In this Thursday, Dec. 19, 2013 file photo Ukrainian President Viktor Yanukovych speaks during a press conference in Kiev, Ukraine. (AP Photo/Mykhailo Markiv, Pool)

In this Thursday, Dec. 19, 2013 file photo Ukrainian President Viktor Yanukovych speaks during a press conference in Kiev, Ukraine. (AP Photo/Mykhailo Markiv, Pool)

Kiev, AP—Ukraine’s embattled president Viktor Yanukovych is taking sick leave as the country’s political crisis continues without signs of resolution.

A statement on the presidential website Thursday said Yanukovych has an acute respiratory illness and high fever. There was no indication of how long he might be on leave or whether he would be able to do any work.

Yanukovych is under pressure after two months of major protests seeking his resignation, early elections and other demands.

In one of a series of moves aiming at resolving the crisis, the parliament this week voted for the repeal of harsh anti-protest laws. Yanukovych must formally sign that repeal. He also has accepted the resignation of his prime minister. But protesters say the moves are insufficient.

Yanukovych made a late-night visit to the parliament on Wednesday before it passed a measure offering amnesty to some of those arrested in two months of protests, but only if demonstrators vacate most of the buildings they occupy. The offer was quickly greeted with contempt by the opposition.

But the opposition regards the arrests during the protests—328 by one lawmaker’s count—as fundamentally illegitimate.

“Is this a compromise, or are these political prisoners,” said 30-year-old Artem Sharai, demonstrating on Kiev’s central Independence Square. “We will seize new buildings, if the authorities don’t really change the situation in the country.”

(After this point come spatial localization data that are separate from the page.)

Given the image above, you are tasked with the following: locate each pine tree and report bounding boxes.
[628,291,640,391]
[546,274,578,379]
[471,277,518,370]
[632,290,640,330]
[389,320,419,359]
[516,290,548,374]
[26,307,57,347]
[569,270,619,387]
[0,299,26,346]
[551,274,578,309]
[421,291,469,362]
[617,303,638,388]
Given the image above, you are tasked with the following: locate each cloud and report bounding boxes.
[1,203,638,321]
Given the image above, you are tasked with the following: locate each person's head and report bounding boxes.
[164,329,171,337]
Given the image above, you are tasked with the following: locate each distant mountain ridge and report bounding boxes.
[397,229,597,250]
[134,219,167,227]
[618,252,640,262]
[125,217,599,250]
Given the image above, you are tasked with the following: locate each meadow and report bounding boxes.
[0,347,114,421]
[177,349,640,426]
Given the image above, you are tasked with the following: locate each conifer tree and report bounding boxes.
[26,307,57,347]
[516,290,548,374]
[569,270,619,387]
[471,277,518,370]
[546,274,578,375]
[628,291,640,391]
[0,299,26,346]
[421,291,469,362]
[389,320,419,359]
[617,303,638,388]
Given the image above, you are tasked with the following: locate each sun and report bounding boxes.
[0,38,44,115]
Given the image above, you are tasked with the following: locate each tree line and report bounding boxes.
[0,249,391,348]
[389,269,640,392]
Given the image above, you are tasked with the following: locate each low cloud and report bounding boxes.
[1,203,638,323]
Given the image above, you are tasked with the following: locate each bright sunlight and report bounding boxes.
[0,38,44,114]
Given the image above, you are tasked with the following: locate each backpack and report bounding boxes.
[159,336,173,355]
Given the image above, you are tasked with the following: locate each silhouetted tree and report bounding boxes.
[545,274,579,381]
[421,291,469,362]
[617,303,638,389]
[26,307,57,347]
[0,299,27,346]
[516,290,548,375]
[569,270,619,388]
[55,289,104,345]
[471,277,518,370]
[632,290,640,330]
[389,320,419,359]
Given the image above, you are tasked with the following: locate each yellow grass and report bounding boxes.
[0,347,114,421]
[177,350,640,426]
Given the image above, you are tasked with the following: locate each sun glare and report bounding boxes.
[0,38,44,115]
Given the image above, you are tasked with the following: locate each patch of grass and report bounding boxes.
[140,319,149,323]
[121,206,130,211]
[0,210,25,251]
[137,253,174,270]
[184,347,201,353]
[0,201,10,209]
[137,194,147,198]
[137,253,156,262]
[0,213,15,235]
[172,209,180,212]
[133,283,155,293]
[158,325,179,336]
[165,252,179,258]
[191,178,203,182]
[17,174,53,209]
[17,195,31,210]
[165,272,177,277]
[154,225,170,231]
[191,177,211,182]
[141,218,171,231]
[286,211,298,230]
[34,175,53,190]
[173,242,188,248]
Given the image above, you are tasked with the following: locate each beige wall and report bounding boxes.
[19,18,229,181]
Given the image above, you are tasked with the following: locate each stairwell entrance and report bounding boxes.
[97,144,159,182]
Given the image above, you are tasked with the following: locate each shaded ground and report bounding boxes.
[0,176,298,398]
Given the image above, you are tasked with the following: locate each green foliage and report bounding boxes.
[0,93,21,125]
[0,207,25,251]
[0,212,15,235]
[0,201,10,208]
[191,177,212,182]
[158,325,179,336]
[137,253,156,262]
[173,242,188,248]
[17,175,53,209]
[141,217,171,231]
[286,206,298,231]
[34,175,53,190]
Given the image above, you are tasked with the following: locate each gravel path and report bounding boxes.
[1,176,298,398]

Protesters are demanding Yanukovych’s resignation, early elections and the firing of authorities responsible for violent police dispersals of demonstrators. The protests started after Yanukovych backed out of a long-awaited agreement to deepen ties with the European Union, but quickly came to encompass a wide array of discontent over corruption, heavy-handed police and dubious courts.

The bill would not apply to several city buildings in the center of Kiev which the protesters use as dormitories and operation centers, and are key support facilities for the extensive protest tent camp on the main square. With temperatures dropping as low as -20 Celsius (-4 Fahrenheit) during the night, continuing the protests without places to shelter would be virtually impossible.

But the Kiev city hall building, as well as regional administration ones seized by protesters in western Ukrainian cities, will have to be vacated, according to the Unian news agency.